In the end, the return of net neutrality was short-lived: Today, the Sixth Circuit Court of Appeals struck down rules introduced by the Biden administration that would have prevented Internet service providers from favoring some apps or websites over others. It is the conclusion of a decades-long fight for a more equitable Internet and a harbinger of what may await other consumer protections in the years to come.
It’s easy to get lost in the technicalities of net neutrality, but the basic thing the Federal Communications Commission wanted was the power to prevent broadband providers from discriminating against bandwidth, reducing speeds for certain customers or certain sites. Those protections existed under the Obama administration, but were repealed shortly after Donald Trump took office in 2017. You probably won’t feel much of an impact in the short term; We’re largely back to the status quo, and it’s unlikely that Spectrum will immediately try to slow down YouTube so you can watch its own cable news channels. But that’s also why the way the Sixth Circuit reached its decision may be even more alarming than the ruling itself.
The three-judge panel frequently cited Loper Bright Enterprises v. Raimondothe recent Supreme Court decision that struck down a legal doctrine known as Chevron deference. Low ChevronCourts should defer to regulatory agencies to decide how relevant laws should be interpreted when their provisions are unclear. Now the courts are free to decide for themselves. And the Sixth Circuit did exactly that.
“Unlike previous challenges the D.C. Circuit considered under Chevron, we no longer offer deference to the FCC’s reading of the statute,” the ruling says. “Instead, our task is to determine ‘the best reading of the statute’ in the first instance.”
In other words, the court substituted its own expertise for the FCC’s expertise in the matter.
“It’s a sad day for democracy when giant corporations can look to forums for industry-friendly judges to overturn some of the most popular consumer protection rules in history,” says Evan Greer, director of the nonprofit digital rights organization Fight for the Future. “The court citing bright parrot “There is an alarming harbinger here of industry-friendly rulings to come.”
And not just on issues that affect the broadband industry. The Sixth Circuit today showed how courts could use the end of Chevron deference to shape all kinds of policies, from technology to the environment to health care and virtually any area where legislative ambiguity reigns.
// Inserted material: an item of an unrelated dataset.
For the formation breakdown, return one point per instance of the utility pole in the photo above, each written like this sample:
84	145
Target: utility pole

Chevron’s critics argued that Congress too often delegated the job of interpreting policy to unelected bureaucrats working for federal agencies, says John Bergmayer, legal director of the nonprofit consumer advocacy organization Public Knowledge. “Now we have the alternative: the first panel of judges to hear a matter can set a national policy.”
There is at least one way out of this power imbalance, Bergmayer says: Congress can pass a bill that explicitly says that agencies have the authority to interpret laws. However, that seems unlikely in a GOP-led legislature distrustful (or openly hostile) to the administrative state.